Third, creativity has to be constant and opportunities to express it readily available. Install a white board for employees to jot down ideas as they come, with no judgement or expectations. For remote teams, start a shared idea document or leverage chat to allow employees to lay down ideas with no judgement, just exploration. Follow up with a casual in-person meeting or Zoom call once a month to discuss what ideas might be worth pursuing. Better yet, sit back and let employees run that meeting or Zoom call without you and let them report back. With managers out of the room or off of the Zoom, employees will be more comfortable coming up with something new. Rather than command employees to come up with ideas when the going gets tough, develop an atmosphere where ideas are constantly flowing, addressed, and put into action within your team.

Last, overlooked but essential, is providing surroundings conducive to creativity. There’s a reason notoriously creative companies have extremely well-planned workplaces that shatter notions of what a professional environment should be (office slide, anyone?). Government buildings are often drab and uninspired, and budgets for renovations hard to come by. If your facility is stuck in the 1960s and remodeling isn’t in the near future, get your team outside or off-site for brainstorming activities. For great effect but less expense, allow staff with private offices the freedom to choose paint colors that inspire them, or let teams pick colors for their shared spaces. If your workspace is currently remote, think of ways to make the virtual surroundings more creative. That might mean opening your meetings with a puzzle or brain teaser to get your team’s thinking going in a new direction. If our environments are stale, our thinking is stale. Whether brick and mortar or digital, regularly refresh work environments to energize minds.

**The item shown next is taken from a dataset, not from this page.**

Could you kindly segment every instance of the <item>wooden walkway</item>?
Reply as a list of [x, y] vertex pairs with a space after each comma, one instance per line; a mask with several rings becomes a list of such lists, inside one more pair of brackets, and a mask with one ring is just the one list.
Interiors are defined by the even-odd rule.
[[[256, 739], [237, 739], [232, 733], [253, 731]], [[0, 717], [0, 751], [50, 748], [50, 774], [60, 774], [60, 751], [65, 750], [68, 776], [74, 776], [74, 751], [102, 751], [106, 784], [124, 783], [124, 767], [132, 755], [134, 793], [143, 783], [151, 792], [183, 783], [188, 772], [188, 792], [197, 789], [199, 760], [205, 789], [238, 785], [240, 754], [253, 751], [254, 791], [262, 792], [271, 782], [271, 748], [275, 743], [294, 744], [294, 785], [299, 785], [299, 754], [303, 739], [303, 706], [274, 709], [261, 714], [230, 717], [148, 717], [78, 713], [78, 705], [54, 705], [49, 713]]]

As we move forward out of this dark year, the only certainty we have is that more challenges lie ahead. If we expect new ideas, we need to start with new expectations for our teams. If we all agree the old way of doing business is now a thing of the past, then old expectations, management styles, and operations need to go, too. Creativity can’t be forced and innovation doesn’t just happen. The two go hand in hand and can only occur in environments that tirelessly and consciously support them both.